Cassandra Fay Smith

1999 Wallace Fellow
Historian, Miniaturist, Writer
Detroit, Michigan

cassandrafaysmith.com

Research at AAS

My proposal was to research slave clothing to be used to costume miniature porcelain dolls, however my fellowship resulted in several museum installations including a miniature reproduction of George Washington’s plantation. The exhibition and lecture “Slavery and the Birth of the United States” was presented at Casa de Africa, Havana, Cuba, 2019. In addition, five books and a play are at various stages of completion using the research I began while working under the “Great Dome”. I received the fellowship at the beginning of my artistic career. It was the catalyst that merged scholarship and art.

In 1979 I left the PhD program at Howard University without completing the degree. I taught at Howard University and worked at the Smithsonian Institution, National Archives and National Park Service and was trained in Museum Administration at Colonial Williamsburg. With a B.A (University of Michigan) and ABD/PhD (Howard University) the Smithsonian Institution rejected my application for museum administration because I was “too good a researcher". I then earned a M.B.A. from the University of Southern California but when Coca-Cola recruited me I followed the money and didn’t return. In five years I hit the concrete ceiling and after ten years left to write.

I combine firsthand accounts of slaves and free blacks with photos and present a narrative. Faceless stories and nameless faces. Historians research and then retell the story. I will not impose 21st century thinking and aesthetic upon 19th century people. No one can tell their story better than they can. My work is neither fiction nor nonfiction. It lies at the intersection of art and scholarship combining the principles and rigors of both to create an experience with history that the general public can enjoy.

I quickly realized that the collection was too immense to research in a month. First I researched slave clothing using family portraits that included slaves in the background along with the furniture and the dog. Slave nannies hold the baby still for photographs yielding a rich source of photos of slave women and girls. I used fashion magazines, plantation documents, runaway ads and firsthand accounts to costume the dolls accurately by decade, region and occupation. The term “negro cloth” was used in runaway ads to describe what fugitives were wearing. The fabric was so identifiable that it was never described. Negro cloth was manufactured in Massachusetts factories by the “Mill Girls”, an ironic link between two varieties of forced labor. Shoes and other plantation supplies were manufactured in Massachusetts.

The second week I selected four drawers from the card catalog. The drawers for “N” as in Negro and “S” as in slavery. I filled out dozens of call slips and in the evening sorted and prioritized the next day’s work. This slightly scholarly, slightly random approach yielded great results. I kept the call slips and used them on my second visit and again as the collection became available on the Internet.

During my 1999 fellowship there was one item that haunted and taunted me because I couldn’t figure out how to use it. It was an accounting ledger from the slave trading house of Dickerson and Hill Comp. Richmond, Virginia. The ledger listed the name, age, occupation and value of the slaves received that day on consignment. They were listed under the name of the owner who brought them for sale. Each day the ledger lists sales and who was purchased. This was merely a business document. I did not know how to use it. I did notice that each slave entered in a group and left in a different group. They entered the auction house with friends and family and left with strangers. Business was slow in December and closed on Christmas Day. This was the one day that nothing changed. The same people were together for 24 hours.

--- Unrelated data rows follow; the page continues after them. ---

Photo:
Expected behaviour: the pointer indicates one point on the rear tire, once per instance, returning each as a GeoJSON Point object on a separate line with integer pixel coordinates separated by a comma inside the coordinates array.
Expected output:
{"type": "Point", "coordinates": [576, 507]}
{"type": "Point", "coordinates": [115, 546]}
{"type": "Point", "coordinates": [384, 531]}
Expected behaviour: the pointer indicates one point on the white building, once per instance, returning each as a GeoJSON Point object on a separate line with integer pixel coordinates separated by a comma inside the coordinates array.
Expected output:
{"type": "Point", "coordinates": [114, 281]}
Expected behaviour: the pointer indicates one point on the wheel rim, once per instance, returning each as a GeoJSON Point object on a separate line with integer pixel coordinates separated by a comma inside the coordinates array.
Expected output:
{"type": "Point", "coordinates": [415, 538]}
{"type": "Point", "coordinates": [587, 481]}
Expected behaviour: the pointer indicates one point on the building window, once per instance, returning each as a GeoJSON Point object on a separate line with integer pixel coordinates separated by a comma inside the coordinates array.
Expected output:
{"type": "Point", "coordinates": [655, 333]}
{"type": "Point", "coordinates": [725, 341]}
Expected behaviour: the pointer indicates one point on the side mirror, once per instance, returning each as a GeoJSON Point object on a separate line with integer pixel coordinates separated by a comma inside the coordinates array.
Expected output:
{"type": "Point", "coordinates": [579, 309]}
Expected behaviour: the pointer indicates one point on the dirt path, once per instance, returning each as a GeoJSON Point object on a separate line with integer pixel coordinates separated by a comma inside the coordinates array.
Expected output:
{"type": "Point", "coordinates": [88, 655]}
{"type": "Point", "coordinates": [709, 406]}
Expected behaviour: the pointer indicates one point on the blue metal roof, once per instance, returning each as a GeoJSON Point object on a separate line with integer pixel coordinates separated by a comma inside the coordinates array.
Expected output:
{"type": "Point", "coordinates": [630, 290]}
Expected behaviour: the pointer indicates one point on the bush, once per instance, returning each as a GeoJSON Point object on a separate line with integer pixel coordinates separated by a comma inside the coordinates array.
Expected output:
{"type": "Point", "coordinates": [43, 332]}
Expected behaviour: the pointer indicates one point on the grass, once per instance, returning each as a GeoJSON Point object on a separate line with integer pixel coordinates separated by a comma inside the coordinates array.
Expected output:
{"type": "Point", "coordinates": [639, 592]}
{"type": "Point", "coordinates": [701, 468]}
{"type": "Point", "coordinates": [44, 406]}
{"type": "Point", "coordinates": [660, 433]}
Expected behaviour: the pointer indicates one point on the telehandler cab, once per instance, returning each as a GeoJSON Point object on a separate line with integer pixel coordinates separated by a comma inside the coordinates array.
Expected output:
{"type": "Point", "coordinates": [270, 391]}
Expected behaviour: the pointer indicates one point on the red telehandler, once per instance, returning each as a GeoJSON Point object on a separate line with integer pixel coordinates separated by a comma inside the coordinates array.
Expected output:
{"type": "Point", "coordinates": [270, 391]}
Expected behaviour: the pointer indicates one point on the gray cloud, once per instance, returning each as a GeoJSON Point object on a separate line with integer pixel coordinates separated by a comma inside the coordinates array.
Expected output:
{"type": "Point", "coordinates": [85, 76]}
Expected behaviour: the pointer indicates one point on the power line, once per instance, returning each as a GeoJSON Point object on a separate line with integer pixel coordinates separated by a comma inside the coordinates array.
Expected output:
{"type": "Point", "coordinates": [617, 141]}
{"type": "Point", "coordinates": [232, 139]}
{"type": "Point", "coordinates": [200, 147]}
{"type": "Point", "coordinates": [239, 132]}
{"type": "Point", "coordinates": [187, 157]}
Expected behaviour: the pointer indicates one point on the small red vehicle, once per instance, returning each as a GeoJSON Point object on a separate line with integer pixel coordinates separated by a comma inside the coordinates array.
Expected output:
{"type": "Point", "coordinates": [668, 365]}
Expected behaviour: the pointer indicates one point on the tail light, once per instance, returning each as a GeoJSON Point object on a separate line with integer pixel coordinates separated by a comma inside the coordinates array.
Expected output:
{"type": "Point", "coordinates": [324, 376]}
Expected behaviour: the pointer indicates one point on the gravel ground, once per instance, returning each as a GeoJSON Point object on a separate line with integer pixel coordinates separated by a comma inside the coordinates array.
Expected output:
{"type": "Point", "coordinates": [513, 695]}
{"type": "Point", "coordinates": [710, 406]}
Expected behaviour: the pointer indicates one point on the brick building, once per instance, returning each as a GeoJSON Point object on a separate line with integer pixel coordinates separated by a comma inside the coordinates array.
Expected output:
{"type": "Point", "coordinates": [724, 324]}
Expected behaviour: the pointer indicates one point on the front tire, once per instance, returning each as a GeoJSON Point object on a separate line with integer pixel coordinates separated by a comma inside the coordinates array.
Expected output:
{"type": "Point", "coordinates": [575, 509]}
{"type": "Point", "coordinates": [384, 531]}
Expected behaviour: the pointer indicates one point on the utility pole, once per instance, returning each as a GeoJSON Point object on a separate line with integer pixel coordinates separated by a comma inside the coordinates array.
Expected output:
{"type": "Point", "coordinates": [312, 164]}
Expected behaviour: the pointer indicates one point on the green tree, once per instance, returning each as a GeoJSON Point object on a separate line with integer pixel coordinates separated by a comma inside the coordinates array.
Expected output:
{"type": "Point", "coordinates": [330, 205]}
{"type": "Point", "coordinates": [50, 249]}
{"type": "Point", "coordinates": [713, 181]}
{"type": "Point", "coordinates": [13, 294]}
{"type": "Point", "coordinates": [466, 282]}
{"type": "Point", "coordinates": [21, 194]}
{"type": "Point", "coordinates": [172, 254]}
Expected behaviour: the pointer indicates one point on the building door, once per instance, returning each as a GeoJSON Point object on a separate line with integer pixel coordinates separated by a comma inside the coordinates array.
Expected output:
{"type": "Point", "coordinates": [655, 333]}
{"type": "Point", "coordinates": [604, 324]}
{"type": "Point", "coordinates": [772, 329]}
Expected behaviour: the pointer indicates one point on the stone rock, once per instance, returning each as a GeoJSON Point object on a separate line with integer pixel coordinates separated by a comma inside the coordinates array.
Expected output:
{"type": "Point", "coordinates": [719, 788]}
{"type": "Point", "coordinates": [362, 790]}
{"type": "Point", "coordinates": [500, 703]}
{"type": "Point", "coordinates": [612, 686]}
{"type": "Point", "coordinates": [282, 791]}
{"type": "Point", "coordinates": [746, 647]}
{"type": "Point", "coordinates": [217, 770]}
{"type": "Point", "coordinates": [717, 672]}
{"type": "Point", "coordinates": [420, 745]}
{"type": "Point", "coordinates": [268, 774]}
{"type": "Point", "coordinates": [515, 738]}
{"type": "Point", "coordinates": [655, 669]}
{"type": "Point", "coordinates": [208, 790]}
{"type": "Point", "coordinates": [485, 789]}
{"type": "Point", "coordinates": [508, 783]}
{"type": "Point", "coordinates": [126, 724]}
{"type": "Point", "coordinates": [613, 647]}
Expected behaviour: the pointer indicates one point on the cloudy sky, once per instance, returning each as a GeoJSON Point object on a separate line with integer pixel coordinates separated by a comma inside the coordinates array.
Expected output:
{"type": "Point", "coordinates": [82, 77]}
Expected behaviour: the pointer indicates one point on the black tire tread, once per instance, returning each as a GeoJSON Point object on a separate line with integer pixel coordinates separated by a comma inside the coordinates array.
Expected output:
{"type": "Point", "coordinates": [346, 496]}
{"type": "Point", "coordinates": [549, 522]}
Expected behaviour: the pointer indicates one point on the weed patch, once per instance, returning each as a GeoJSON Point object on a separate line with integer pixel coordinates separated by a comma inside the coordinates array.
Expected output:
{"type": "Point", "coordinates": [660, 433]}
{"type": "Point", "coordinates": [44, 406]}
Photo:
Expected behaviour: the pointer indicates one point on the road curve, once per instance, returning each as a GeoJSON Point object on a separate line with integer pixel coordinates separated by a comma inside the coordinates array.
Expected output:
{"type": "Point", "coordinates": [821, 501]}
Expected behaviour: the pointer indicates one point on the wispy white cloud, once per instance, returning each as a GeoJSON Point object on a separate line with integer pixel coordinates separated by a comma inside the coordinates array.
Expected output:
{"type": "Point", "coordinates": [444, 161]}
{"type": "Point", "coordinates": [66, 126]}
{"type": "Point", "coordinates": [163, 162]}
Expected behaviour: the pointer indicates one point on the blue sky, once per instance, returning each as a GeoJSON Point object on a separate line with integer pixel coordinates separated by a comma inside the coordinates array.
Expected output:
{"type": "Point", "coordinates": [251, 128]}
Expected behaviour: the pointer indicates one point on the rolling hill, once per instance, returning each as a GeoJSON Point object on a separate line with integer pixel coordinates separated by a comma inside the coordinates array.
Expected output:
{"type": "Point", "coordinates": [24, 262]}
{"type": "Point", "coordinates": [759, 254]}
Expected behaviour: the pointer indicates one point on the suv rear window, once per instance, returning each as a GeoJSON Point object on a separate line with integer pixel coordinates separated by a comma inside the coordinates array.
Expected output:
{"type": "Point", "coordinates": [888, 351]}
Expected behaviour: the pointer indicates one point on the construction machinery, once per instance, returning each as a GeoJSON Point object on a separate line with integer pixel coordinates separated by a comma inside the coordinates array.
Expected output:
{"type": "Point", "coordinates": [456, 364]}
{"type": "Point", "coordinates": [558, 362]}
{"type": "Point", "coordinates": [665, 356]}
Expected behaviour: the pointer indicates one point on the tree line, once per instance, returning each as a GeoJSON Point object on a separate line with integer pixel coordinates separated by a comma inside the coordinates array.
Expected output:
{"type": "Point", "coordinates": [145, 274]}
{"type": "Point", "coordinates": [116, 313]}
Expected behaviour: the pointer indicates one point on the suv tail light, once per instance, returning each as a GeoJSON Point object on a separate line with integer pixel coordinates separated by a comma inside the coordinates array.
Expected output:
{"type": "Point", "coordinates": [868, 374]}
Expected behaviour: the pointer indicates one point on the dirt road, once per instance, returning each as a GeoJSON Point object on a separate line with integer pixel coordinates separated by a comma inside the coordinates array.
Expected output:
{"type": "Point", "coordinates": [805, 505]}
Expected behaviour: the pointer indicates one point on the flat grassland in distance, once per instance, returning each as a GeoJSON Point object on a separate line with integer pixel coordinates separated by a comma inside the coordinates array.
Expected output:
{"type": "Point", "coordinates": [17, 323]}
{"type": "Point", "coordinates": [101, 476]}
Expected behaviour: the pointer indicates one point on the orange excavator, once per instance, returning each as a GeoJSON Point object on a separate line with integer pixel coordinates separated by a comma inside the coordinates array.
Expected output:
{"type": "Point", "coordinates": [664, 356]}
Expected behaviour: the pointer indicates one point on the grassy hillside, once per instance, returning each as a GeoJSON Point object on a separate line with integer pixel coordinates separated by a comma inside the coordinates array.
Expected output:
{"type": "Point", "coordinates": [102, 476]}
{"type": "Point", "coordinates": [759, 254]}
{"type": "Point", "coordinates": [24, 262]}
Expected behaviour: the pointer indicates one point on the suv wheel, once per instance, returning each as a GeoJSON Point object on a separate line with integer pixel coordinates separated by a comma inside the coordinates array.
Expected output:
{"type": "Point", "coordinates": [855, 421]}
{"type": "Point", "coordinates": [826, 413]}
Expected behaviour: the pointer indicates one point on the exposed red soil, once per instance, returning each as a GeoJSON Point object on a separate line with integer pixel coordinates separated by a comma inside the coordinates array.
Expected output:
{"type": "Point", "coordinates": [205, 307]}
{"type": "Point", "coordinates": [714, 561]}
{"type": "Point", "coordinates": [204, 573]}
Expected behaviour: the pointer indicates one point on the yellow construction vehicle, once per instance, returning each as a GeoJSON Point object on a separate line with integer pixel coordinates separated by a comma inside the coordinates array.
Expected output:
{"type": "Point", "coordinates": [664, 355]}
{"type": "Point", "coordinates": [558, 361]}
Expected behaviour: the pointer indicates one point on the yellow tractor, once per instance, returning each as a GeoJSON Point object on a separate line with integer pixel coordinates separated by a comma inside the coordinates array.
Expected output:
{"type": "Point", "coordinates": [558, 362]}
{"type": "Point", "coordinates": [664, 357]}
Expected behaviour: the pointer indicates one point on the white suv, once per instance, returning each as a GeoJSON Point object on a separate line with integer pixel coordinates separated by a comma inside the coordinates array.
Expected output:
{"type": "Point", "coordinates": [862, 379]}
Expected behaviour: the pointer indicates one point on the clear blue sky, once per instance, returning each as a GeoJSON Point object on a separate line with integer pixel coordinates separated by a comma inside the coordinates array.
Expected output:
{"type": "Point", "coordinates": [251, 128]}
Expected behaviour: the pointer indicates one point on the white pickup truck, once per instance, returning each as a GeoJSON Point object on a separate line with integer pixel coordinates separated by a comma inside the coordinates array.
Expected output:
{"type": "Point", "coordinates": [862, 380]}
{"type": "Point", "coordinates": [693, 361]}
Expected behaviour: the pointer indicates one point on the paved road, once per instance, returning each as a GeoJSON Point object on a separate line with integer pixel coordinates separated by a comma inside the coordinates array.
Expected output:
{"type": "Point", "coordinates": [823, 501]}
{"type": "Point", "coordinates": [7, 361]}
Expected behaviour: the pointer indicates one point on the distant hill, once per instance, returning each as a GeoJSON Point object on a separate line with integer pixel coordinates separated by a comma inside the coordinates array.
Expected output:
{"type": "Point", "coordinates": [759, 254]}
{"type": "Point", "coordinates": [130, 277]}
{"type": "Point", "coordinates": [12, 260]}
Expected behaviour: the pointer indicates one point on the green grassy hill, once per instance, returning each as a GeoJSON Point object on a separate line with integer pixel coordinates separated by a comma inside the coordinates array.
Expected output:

Twenty years after discovering the ledger, it became the basis of a stage play in progress, “Christmas Eve in the Negro Pen”. The doll house installations were exhibited in Chicago galleries and museums including the Museum Science and Industry and the Casa de Africa in Habana, Cuba. Thank you to the American Antiquarian Society for their early support and constant support of my desire to work from the viewpoint of African Americans and to present history in writing and three dimensional miniature format.

Click here to read an interview with Cassandra Fay Smith from the Sunday Telegram, Worcester, Massachusetts (1999). Cassandra Fay Smith's work also appeared in the February 1999 publication of Dollhouse Miniatures.

 

Other works-in-progress by Cassandra Fay Smith:

10 miles of Negroes
How African Americans Revolutionized the Civil War into a War to End Slavery

Where Were You When You Learned You Were Free? First Hand Accounts of the First Moments of Freedom

Bought, Sold, Transferred
The average slave changed owners three times in their lifetime separating them from family and friends and many stories of anxiety and heartbreak.

Mama Said
Every slave remembers the last time they saw their mother and the last thing she said to them. Includes stories of people who searched for their mothers after the War.